Like Club 22 at The Windsor Arms hotel where
I went with my mother the other day, on one
of those mother-daughter bonding jaunts over
cigars and espressos.
It had been
only six months after I bought my first
cigar, a Cohiba, after a tour of a Havana
cigar factory where employees - both female
and male - smoked as many cigars as they
could handle while on the job.
That night,
after an embarrassing five minutes where I
tried smoking an uncut cigar outside the
Varadero nightclub, one of the resort
employees grabbed my cigar, bit off the end,
spat it on the ground and took two
satisfying puffs before handing it back.
I felt the
smooth smoke swirling around my tongue and I
felt a heady rush, even more powerful than
the buzz I had from drinking pina coladas.
I felt
naughty and a teeny bit rebellious.
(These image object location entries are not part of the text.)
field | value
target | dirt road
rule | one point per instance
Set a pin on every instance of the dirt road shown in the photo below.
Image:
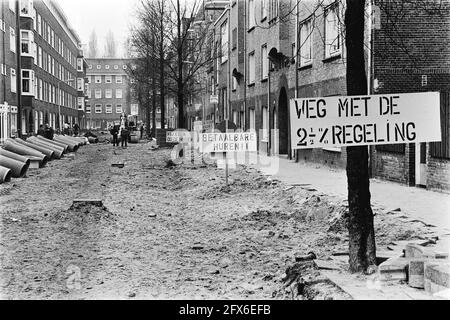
(162, 233)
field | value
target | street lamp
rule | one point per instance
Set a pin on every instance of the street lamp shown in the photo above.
(59, 102)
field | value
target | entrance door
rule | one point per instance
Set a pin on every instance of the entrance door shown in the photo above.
(283, 122)
(421, 164)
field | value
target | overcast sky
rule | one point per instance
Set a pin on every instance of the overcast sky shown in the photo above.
(101, 15)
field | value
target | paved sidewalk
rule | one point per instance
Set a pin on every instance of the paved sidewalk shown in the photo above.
(428, 206)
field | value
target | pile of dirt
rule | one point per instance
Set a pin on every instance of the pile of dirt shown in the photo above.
(81, 213)
(303, 281)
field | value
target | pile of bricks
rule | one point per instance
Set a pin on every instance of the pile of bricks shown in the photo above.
(420, 267)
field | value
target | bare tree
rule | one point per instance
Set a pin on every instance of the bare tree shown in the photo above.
(360, 223)
(93, 45)
(110, 45)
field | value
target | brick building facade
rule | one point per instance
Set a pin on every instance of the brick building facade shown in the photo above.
(108, 92)
(411, 54)
(50, 53)
(263, 65)
(9, 98)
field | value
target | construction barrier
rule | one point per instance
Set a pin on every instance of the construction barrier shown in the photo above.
(18, 168)
(15, 156)
(49, 153)
(60, 144)
(5, 174)
(18, 148)
(59, 151)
But no
one batted an eyelash. And I didn't feel the
need to hide until the plane landed in North
America.
It turns
out I'm not the only woman who ever felt
this way. Cigar Aficionado executive editor
Gordon Mott says from day one of the
magazine's inception in 1992, "we got
letters and phone calls from women saying
that they had smoked for 20 years, but they
never smoked in public."
But he
assured me that the cigar renaissance has
made it "more and more acceptable for women
to smoke cigars."
In the
magazine's early days, the general
assumption was that 99.9 per cent of
subscribers were male. Yet circulation
surveys showed that 5 per cent of
subscribers are women. Reader surveys
monitoring second- and third-hand readership
showed that up to 20 per cent of readers are
women.
Mott adds,
"There was a time (cigar-smoking) was
perceived as a male pastime. And it just
wasn't - going back to 19th-century verbiage
- a ladylike thing to do."
And when
cigar manufacturers tried to market cigars
specifically to women, "they found women who
smoked cigars were not interested in cigars
for women. They were cigar connoisseurs.
They wanted a real cigar, they didn't want
it packaged or flavoured, and so those one
or two efforts made during that period,
disappeared."
When I did
my research, I saw I was in good company. In
Rudman's Complete Guide to Cigars, it says
Catherine II, who ruled as absolute monarch
and Empress of all the Russias, was also
fond of cigars. But as she did not want the
nicotine to stain her lily-white fingers,
she had silk strips wrapped around her
smokes. The story goes that's how the cigar
band was introduced.
Marlene
Dietrich, Bonnie Parker of Bonnie and Clyde
fame, and more currently, Jodie Foster, and
Whoopi Goldberg, are also known to enjoy a
good stogie.
So there
are a few of us left.
And even
more women would light up if they read the
passage in Aldous Huxley's Time Must Have A
Stop in which Eustace Barnack uttered, "You
should hurry up ... and acquire the cigar
habit. It's one of the major happinesses.
And so much more lasting than love, so much
less costly in emotional wear and tear."